Recently, President Trump has imposed a 5% tariff on Mexico for the country's unwillingness to solve a "supposed" illegal immigration problem at the U.S. southern border. He has detailed that these tariffs will gradually increase until the "problem" is solved.

As a bit of a background, a tariff is a tax or duty to be paid on a particular class of (in this case) imports. So, because of this declaration from Trump, Mexico must now pay an additional 5% tax on all of the goods imported from them that we as Americans enjoy.

Now, what exactly do we get from Mexico? Well, according to CBS News...

"The U.S. imported $372 billion worth of products from Mexico in 2018, more than our trade total with Canada."

"'U.S. trade with Mexico is basically all about cars,' said one expert, with the U.S. importing $93 billion worth of cars or car parts last year, including $22 billion worth of car engines, $5 billion in car seats and $5 billion in chassis."

"Second to cars is tech equipment, including $26 billion of computers and computer parts, semiconductors, and software."

"Americans also imported $6.7 billion worth of vegetables and $5.3 billion of fruit and nuts from Mexico"

How does that make sense? We are punishing a neighboring country for exporting goods that improve the wellbeing of all Americans that consume these goods. Yes, it is incredibly backward. Tariffs that are imposed, such as this one, dramatically harm the everyday, average Americans.

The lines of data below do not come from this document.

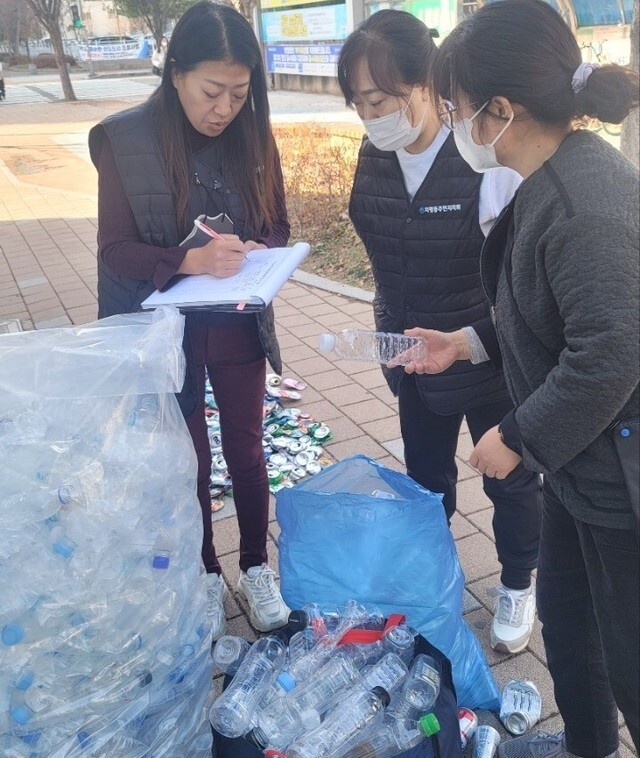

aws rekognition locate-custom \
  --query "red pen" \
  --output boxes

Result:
[194,219,247,310]
[194,217,225,240]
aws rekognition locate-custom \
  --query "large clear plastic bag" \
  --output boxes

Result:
[277,455,501,712]
[0,307,214,757]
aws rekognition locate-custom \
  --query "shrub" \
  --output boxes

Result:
[273,122,373,288]
[34,53,76,69]
[271,122,371,288]
[4,54,30,66]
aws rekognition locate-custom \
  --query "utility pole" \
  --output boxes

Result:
[71,1,96,78]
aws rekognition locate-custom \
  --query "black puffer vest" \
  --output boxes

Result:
[349,134,510,415]
[88,101,282,377]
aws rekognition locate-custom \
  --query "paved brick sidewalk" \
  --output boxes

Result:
[0,102,635,754]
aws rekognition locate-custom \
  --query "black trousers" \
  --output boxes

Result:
[537,482,639,756]
[398,375,541,589]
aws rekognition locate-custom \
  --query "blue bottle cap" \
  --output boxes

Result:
[169,667,186,684]
[276,671,296,692]
[180,643,195,660]
[2,623,25,645]
[16,671,35,690]
[52,539,75,559]
[20,730,41,745]
[77,730,91,748]
[69,612,86,627]
[152,554,170,569]
[11,705,33,725]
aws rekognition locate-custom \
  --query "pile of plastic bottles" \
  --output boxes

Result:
[209,599,443,758]
[0,309,214,757]
[206,376,333,497]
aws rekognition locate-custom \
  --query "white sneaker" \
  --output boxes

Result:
[237,563,290,633]
[491,584,535,654]
[206,573,227,642]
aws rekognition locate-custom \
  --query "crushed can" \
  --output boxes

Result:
[500,679,542,735]
[458,707,479,749]
[472,725,500,758]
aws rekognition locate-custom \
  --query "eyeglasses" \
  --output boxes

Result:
[437,100,487,130]
[437,100,457,131]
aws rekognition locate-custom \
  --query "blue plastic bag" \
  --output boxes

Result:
[277,455,501,711]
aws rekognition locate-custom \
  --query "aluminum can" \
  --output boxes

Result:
[500,679,542,735]
[458,707,478,749]
[472,725,500,758]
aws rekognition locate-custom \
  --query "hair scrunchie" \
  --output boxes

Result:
[571,61,601,94]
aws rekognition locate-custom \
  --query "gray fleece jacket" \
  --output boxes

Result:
[483,130,639,530]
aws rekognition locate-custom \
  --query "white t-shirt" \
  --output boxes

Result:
[396,126,522,237]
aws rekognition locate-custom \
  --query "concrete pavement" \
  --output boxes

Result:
[0,86,635,753]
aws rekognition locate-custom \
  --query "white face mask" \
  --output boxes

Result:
[362,88,425,152]
[451,101,513,173]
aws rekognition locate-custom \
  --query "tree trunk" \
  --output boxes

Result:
[48,20,76,102]
[620,0,639,165]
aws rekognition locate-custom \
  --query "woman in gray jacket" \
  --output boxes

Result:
[402,0,639,755]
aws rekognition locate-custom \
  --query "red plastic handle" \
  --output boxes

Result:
[337,613,406,646]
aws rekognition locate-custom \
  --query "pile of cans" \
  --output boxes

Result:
[458,679,542,756]
[205,374,333,499]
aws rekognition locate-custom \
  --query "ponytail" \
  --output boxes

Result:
[573,65,639,124]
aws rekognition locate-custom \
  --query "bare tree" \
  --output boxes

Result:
[620,0,639,166]
[230,0,257,24]
[112,0,191,46]
[22,0,76,99]
[0,0,41,56]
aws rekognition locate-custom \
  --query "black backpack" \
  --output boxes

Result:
[212,630,462,758]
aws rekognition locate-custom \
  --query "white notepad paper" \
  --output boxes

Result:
[141,242,310,312]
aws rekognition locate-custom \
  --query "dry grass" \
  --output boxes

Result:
[273,123,374,290]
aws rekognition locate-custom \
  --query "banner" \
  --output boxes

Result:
[403,0,457,37]
[262,0,322,9]
[261,4,348,43]
[265,43,342,76]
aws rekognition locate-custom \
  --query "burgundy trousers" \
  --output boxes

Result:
[184,317,269,574]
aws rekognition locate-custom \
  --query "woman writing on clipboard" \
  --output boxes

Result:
[89,1,291,640]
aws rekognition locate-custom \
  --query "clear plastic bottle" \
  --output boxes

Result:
[249,652,361,749]
[387,654,441,721]
[287,628,318,666]
[285,686,391,758]
[126,395,161,433]
[381,625,417,666]
[1,613,60,648]
[213,635,251,677]
[56,460,104,508]
[318,330,428,366]
[358,653,408,695]
[208,636,287,738]
[0,475,61,529]
[342,713,441,757]
[286,600,369,686]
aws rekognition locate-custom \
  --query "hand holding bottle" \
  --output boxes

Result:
[392,328,471,374]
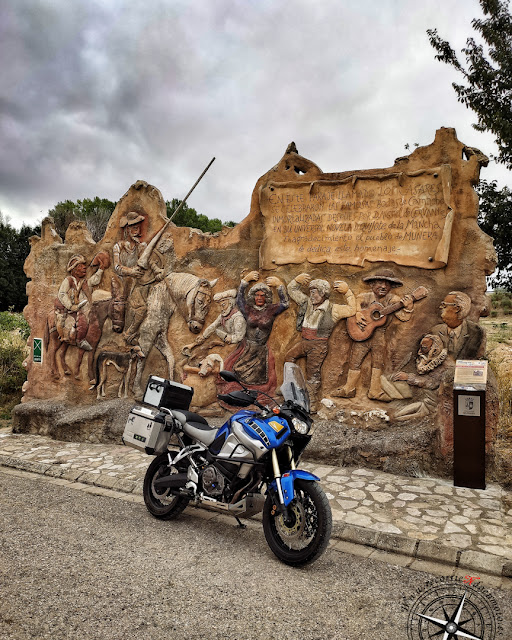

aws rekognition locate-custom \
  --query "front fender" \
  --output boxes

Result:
[270,470,320,507]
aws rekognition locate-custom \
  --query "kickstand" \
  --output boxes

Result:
[235,517,247,529]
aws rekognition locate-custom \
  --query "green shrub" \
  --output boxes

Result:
[0,330,27,395]
[0,310,30,340]
[491,310,498,317]
[0,328,27,419]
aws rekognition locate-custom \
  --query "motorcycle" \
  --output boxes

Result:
[122,363,332,566]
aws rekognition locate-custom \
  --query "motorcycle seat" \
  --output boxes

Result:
[171,409,209,426]
[172,409,218,446]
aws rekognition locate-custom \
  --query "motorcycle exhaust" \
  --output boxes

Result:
[153,473,188,490]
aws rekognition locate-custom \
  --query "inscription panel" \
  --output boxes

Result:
[260,166,453,269]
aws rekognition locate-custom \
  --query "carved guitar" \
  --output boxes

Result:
[347,286,428,342]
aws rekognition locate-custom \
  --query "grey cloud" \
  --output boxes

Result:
[0,0,507,231]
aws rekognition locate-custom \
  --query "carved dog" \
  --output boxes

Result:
[182,353,224,411]
[91,347,144,399]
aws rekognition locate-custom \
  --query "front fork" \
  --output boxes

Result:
[268,446,320,522]
[270,447,295,523]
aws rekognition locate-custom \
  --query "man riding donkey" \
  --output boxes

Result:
[54,253,107,352]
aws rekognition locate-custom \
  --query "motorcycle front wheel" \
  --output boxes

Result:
[143,453,190,520]
[263,479,332,566]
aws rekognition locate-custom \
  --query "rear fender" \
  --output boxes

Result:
[270,470,320,507]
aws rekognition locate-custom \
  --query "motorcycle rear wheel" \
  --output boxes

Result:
[263,479,332,566]
[143,453,190,520]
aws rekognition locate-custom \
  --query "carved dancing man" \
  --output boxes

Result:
[285,273,356,412]
[333,270,414,402]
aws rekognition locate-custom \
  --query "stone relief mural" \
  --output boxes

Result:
[19,128,498,468]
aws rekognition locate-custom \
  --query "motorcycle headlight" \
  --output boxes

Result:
[292,418,310,435]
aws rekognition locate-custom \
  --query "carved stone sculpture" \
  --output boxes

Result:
[332,270,419,402]
[16,129,498,477]
[285,273,356,411]
[218,272,288,400]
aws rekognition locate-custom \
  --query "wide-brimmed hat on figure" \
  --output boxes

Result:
[362,269,403,288]
[120,211,145,227]
[66,255,86,272]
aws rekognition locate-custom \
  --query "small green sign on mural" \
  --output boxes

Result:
[33,338,43,364]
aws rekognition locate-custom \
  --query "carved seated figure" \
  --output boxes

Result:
[392,334,449,421]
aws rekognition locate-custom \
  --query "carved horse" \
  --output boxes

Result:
[45,277,126,382]
[132,272,217,398]
[78,277,127,383]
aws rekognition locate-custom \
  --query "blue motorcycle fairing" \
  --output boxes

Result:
[209,410,258,454]
[270,470,320,507]
[237,414,290,450]
[210,410,291,455]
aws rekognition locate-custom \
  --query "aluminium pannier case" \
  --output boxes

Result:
[143,375,193,411]
[122,405,171,455]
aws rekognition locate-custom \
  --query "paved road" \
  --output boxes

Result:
[1,470,510,640]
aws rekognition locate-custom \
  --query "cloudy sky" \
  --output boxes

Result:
[1,0,509,230]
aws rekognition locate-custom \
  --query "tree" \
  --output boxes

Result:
[47,196,236,240]
[166,199,236,233]
[477,180,512,289]
[47,200,77,239]
[428,0,512,289]
[427,0,512,169]
[0,213,40,311]
[77,197,117,241]
[48,197,116,242]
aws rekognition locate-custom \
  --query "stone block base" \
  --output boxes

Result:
[12,399,134,444]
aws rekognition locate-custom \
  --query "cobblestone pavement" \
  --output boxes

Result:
[1,428,511,580]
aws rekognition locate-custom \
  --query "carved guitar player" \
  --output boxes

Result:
[347,285,428,341]
[334,270,428,402]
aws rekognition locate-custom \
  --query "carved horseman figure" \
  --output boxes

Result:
[285,273,356,411]
[54,254,104,351]
[112,211,166,350]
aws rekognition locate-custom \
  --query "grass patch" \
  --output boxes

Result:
[483,318,512,470]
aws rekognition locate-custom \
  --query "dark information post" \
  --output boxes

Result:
[453,361,487,490]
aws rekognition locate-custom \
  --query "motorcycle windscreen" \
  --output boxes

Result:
[281,363,310,413]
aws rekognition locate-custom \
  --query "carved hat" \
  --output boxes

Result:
[213,289,237,302]
[362,269,403,287]
[66,254,86,272]
[120,211,145,227]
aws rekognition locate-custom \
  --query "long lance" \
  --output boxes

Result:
[137,157,215,270]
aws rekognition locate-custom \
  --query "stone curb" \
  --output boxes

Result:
[1,454,510,579]
[332,520,511,578]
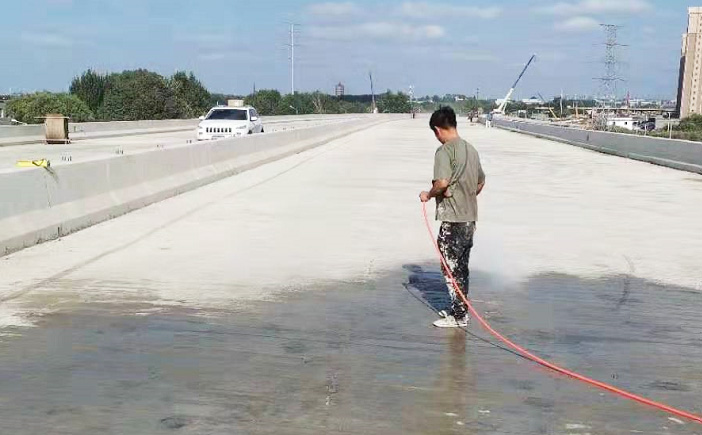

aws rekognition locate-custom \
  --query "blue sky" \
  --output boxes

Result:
[0,0,691,99]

Not only that, but if Trump is to stay true to his "free market" ideals regarding trade, he would understand that the government (himself) deciding who specifically is allowed to create value for a country is cronyism and only benefits the wealthy special interests rather than the people he is supposed to be representing; the American people.

But who can blame Trump? This is something he has done his entire career as a businessman. He has looked out for himself, his bottom line, his personal wealth, and his profitability which leads to a conflict of interest in decision making, not the value and common good.

You want a politician who is continually looking out for the wellbeing of Americans? Look at Bernie Sanders. Recently he visited the annual Wal-Mart shareholders meeting to propose that they hear employees out, put a representative on the board of directors, and finally stop paying their workers a starvation wage, a wage that leaves their workers unable to afford the basic necessities of life.

The difference between the two could not be more clear.